Hello everyone!
I recently ran into a quite complex problem and after looking around a lot I couldn't find a solution to it. I've found answers to my questions many times before on stackoverflow.com, so I decided to post here.
So I'm making a user/group managment system for a web-based project, and I'm storing all related data into a postgreSQL database. This system relies on three tables:
- USERS (Contains the primary key "USER_ID")
- GROUPS (Contains the primary key "GROUP_ID")
- GROUP_USERS
The two first tables simply define all the users and all the groups on the site, and the last table, GROUP_USERS, stores the groups every user is part of. It only has two columns:
- USER_ID
- GROUP_ID
Since every user can be a member of several groups, I decided to make a separate table for this purpose, rather than storing a comma separated column in the USERS-table.

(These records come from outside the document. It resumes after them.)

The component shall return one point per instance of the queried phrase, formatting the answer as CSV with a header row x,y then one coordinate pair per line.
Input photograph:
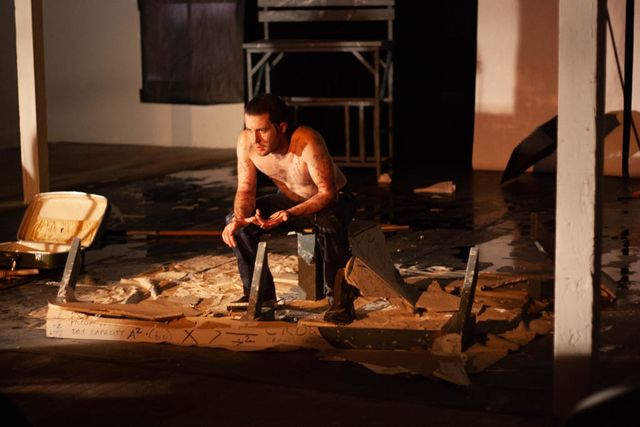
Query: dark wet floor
x,y
54,382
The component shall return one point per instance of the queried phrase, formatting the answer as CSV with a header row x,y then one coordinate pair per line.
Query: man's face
x,y
265,136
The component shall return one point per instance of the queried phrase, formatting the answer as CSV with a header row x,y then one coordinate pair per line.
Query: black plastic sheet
x,y
192,51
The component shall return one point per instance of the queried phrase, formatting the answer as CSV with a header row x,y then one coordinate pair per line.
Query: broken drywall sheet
x,y
194,312
450,367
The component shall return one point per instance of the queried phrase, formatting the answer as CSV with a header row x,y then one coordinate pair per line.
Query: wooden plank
x,y
326,15
323,3
33,145
578,206
463,322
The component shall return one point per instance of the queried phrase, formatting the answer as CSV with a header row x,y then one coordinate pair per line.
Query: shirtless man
x,y
311,193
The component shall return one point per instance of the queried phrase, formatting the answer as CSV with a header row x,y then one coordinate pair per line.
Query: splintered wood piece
x,y
434,299
254,308
67,289
145,310
369,246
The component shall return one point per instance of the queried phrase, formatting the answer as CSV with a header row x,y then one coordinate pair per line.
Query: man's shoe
x,y
244,299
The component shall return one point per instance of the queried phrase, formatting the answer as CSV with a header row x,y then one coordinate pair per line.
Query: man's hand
x,y
273,221
229,232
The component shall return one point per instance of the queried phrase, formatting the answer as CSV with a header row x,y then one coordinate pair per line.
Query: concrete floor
x,y
54,382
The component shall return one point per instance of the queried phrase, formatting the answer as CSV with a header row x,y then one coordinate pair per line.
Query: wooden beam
x,y
31,104
578,205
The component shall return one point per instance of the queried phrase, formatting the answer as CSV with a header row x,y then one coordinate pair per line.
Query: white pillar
x,y
33,148
578,204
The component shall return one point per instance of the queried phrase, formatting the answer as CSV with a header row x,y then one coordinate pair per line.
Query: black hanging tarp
x,y
192,51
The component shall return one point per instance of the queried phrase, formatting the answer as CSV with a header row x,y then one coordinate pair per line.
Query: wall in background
x,y
517,75
93,75
9,126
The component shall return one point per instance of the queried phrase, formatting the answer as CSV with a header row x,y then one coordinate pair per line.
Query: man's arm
x,y
245,200
320,166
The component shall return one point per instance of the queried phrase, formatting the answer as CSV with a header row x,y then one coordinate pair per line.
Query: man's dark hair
x,y
268,103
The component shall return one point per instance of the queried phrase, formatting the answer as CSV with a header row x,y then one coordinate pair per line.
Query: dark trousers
x,y
330,226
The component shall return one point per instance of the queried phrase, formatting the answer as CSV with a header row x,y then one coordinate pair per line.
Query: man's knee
x,y
327,219
229,217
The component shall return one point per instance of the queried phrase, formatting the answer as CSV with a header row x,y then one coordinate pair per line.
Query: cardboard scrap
x,y
498,314
447,187
434,299
188,331
420,362
147,310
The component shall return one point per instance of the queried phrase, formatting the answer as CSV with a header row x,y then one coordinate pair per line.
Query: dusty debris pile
x,y
186,303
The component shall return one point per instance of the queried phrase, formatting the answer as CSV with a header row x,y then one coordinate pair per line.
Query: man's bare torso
x,y
289,171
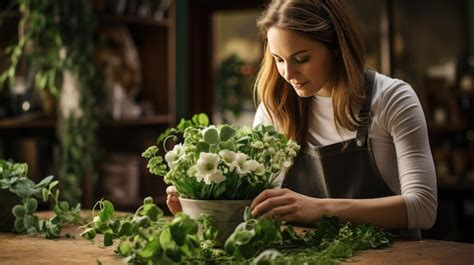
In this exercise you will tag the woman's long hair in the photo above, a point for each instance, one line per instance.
(329, 22)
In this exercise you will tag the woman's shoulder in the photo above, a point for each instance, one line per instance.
(390, 90)
(394, 100)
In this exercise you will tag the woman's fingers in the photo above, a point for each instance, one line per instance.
(172, 200)
(271, 204)
(264, 195)
(171, 190)
(283, 213)
(173, 204)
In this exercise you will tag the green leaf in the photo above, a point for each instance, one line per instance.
(89, 234)
(202, 147)
(228, 145)
(211, 136)
(45, 193)
(152, 211)
(28, 221)
(19, 211)
(125, 248)
(150, 248)
(177, 233)
(53, 184)
(226, 133)
(125, 229)
(107, 210)
(148, 200)
(19, 225)
(23, 188)
(247, 214)
(200, 119)
(108, 239)
(44, 182)
(31, 205)
(64, 205)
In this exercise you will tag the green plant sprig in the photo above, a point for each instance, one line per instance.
(13, 176)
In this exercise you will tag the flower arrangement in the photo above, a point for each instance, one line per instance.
(221, 162)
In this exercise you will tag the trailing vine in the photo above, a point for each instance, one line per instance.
(56, 44)
(14, 177)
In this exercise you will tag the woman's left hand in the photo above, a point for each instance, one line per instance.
(286, 205)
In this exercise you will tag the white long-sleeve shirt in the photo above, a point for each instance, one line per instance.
(399, 141)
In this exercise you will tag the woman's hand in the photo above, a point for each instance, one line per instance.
(172, 200)
(286, 205)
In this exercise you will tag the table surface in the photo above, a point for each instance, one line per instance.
(22, 249)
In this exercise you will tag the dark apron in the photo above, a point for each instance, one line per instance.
(343, 170)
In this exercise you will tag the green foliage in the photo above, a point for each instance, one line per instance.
(255, 241)
(233, 84)
(221, 161)
(13, 176)
(56, 37)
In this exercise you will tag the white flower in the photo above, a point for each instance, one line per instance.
(206, 168)
(291, 152)
(258, 145)
(172, 157)
(254, 166)
(239, 163)
(293, 145)
(228, 157)
(287, 163)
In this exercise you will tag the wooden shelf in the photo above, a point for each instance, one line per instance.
(27, 122)
(144, 121)
(35, 122)
(144, 21)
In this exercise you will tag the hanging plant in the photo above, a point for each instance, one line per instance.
(55, 40)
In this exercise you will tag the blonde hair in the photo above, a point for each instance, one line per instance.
(326, 21)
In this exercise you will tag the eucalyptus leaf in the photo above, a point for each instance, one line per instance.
(107, 210)
(226, 133)
(211, 136)
(202, 147)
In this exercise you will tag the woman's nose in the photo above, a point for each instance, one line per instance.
(289, 72)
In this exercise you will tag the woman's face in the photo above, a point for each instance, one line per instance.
(304, 63)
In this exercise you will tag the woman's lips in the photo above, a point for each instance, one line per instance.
(299, 85)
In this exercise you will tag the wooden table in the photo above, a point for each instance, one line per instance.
(22, 249)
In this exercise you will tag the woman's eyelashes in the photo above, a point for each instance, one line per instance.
(301, 59)
(298, 60)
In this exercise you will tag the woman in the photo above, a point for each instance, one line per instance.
(365, 153)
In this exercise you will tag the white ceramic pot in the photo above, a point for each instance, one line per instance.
(228, 214)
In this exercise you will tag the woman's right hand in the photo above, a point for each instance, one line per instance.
(172, 200)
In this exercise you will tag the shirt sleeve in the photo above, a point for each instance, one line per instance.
(403, 118)
(262, 116)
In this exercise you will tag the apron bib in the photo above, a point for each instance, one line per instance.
(343, 170)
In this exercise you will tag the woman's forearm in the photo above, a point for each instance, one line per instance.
(387, 212)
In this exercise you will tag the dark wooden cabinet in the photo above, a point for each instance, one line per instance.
(122, 175)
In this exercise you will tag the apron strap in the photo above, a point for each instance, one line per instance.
(365, 116)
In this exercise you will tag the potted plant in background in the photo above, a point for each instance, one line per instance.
(55, 50)
(219, 169)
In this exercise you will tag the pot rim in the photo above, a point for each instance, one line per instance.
(216, 201)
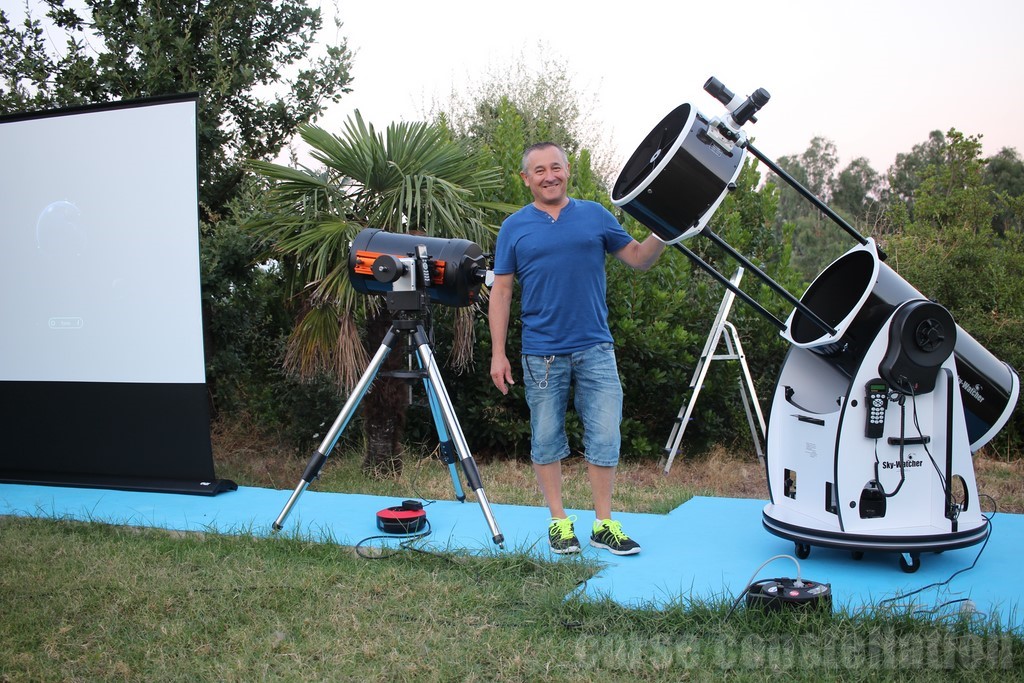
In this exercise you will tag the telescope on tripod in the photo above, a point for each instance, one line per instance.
(412, 271)
(882, 398)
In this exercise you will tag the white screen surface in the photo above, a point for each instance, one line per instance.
(99, 238)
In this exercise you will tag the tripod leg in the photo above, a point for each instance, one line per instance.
(462, 449)
(448, 449)
(320, 456)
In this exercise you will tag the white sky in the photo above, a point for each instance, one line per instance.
(875, 77)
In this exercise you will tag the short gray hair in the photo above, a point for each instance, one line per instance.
(543, 145)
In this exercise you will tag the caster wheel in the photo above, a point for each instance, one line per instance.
(909, 566)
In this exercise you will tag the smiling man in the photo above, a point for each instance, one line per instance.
(556, 247)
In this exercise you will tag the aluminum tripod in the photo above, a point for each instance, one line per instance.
(449, 430)
(722, 329)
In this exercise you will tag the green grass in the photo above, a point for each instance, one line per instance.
(98, 602)
(95, 602)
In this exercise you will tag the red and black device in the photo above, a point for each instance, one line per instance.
(410, 517)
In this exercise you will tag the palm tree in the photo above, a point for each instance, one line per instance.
(416, 179)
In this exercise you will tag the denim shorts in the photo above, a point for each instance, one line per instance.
(598, 401)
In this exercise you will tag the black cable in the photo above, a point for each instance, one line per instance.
(988, 535)
(407, 540)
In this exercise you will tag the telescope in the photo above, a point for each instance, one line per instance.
(882, 399)
(412, 270)
(404, 267)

Now, both columns are foreign keys, and I want to make them a composite primary key as well, this since each combination of USER_ID and GROUP_ID has to be unique. But now I am stuck with what seems to be a lot of indexes and relations to a very small table only containing numbers. In the end, I want this table to be as fast as possible, even if containing tens of thousands of rows. Size on disk shouldn't be a problem since its just all numbers anyway, but it feels quite stupid to have a full-sized index refering to a smaller table.
Should I stick with my current solution, store comma-separated values in a column in the USERS-table or is there any other solution I should be aware of. What I am looking for is best possible performance. This table could potentially (but not likely or commonly) be queried several hundreds of times on a single page load.
I don't want to use an array-column, even if they are supported by postgreSQL. I want to be as generic as possible so I can switch database later on, if necessary.
EDIT: In other words, will using a composite primary key and two foreign keys in one table with only two columns have a negative impact on performance rather than the opposite due to the size of the generated index?
EDIT2: Clarifications.
Thank you!